Quantum Mechanical Modeling Unveil the Effect of Substitutions on the Activation Barriers of the Diels-Alder Reactions of an Antiviral Compound 7H-Benzo[a]phenalene

Abstract Density functional theory has been utilized for exploring the mechanism of Diels-Alder reaction between 7H-benzo[a]phenalene and maleic anhydride. 7H-Benzo[a]phenalene is an antiviral compound and information available about its cycloaddition reactions with possible reaction path and mechanism is scarce. In order to work on the synthesis of its further potential derivatives, the mechanism of its reaction with all aspects should be well understood.
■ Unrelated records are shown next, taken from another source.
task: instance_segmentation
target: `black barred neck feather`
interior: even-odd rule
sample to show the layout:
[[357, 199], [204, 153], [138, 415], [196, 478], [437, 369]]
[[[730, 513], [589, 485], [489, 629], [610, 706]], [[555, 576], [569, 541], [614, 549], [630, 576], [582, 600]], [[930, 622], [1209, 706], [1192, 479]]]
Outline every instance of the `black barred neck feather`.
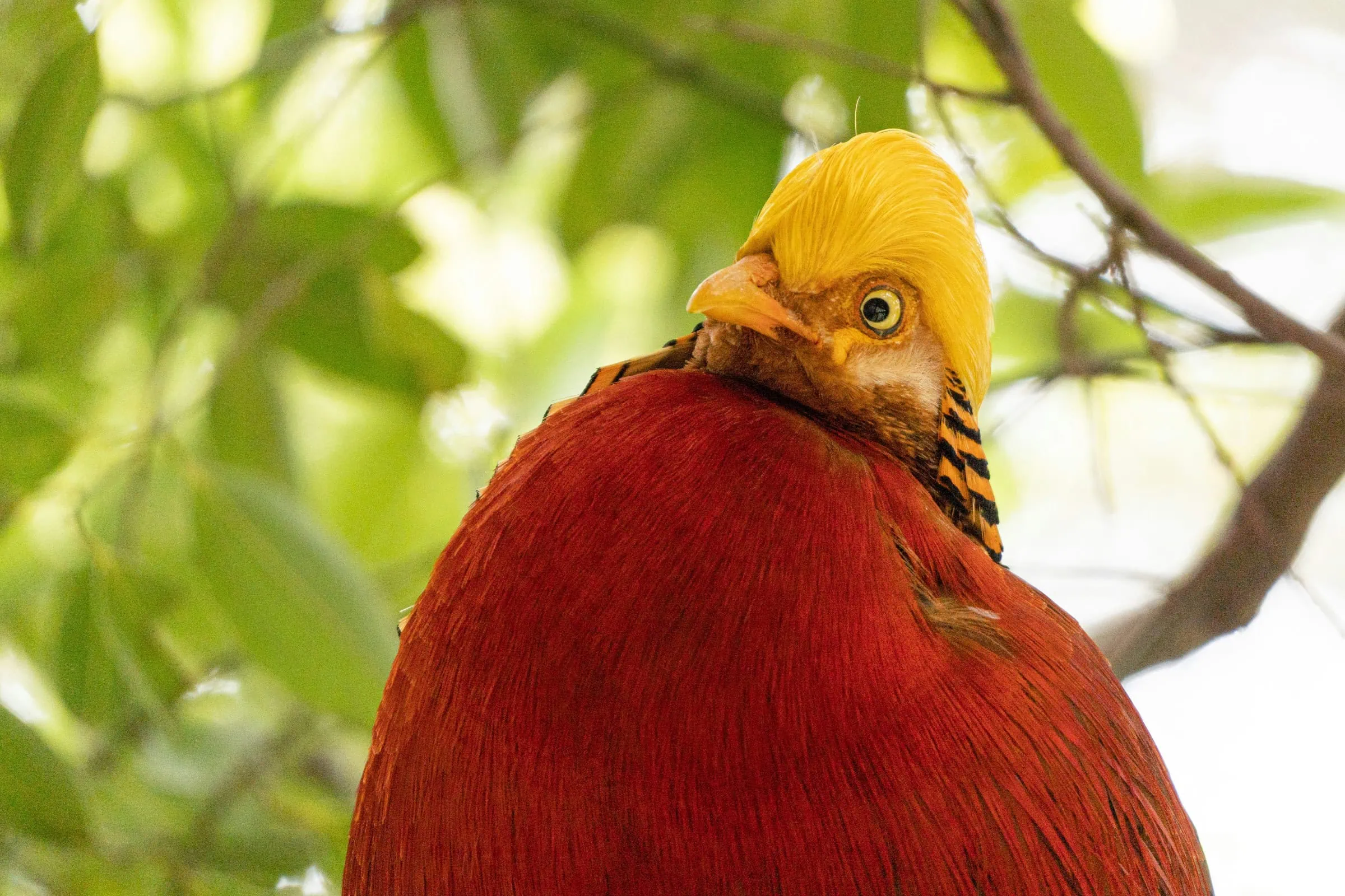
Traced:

Two novel intermediates involved in this reaction have been reported. Diels-Alder reaction of maleic anhydride has found many applications in the synthesis of wide range of useful products. The major concern of this work is to evaluate the consequences of introducing electron donating and electron withdrawing substituents on the reactivity of maleic anhydride towards 7H-benzo[a]phenalene. Thermodynamic parameters, activation parameters, energies of frontier orbitals, global reactivity indices and global electron density transfer (GEDT) have been determined for all the reactions. Fukui functions are computed for each reactant in order to identify the most reactive sites. All the reactions have been found to proceed via normal electron demand having polar nature. The substituents with opposite electronic properties were expected to affect the reactivity of dienophile in an inverse manner, however, the results are not according to this assumption. Rather, both kinds of substituents increased the activation barrier of the reaction. This behavior has been explained in the light of various parameters such as the stability of reacting species, gap of frontier molecular orbitals etc. Experimental studies reported previously are in agreement with these results.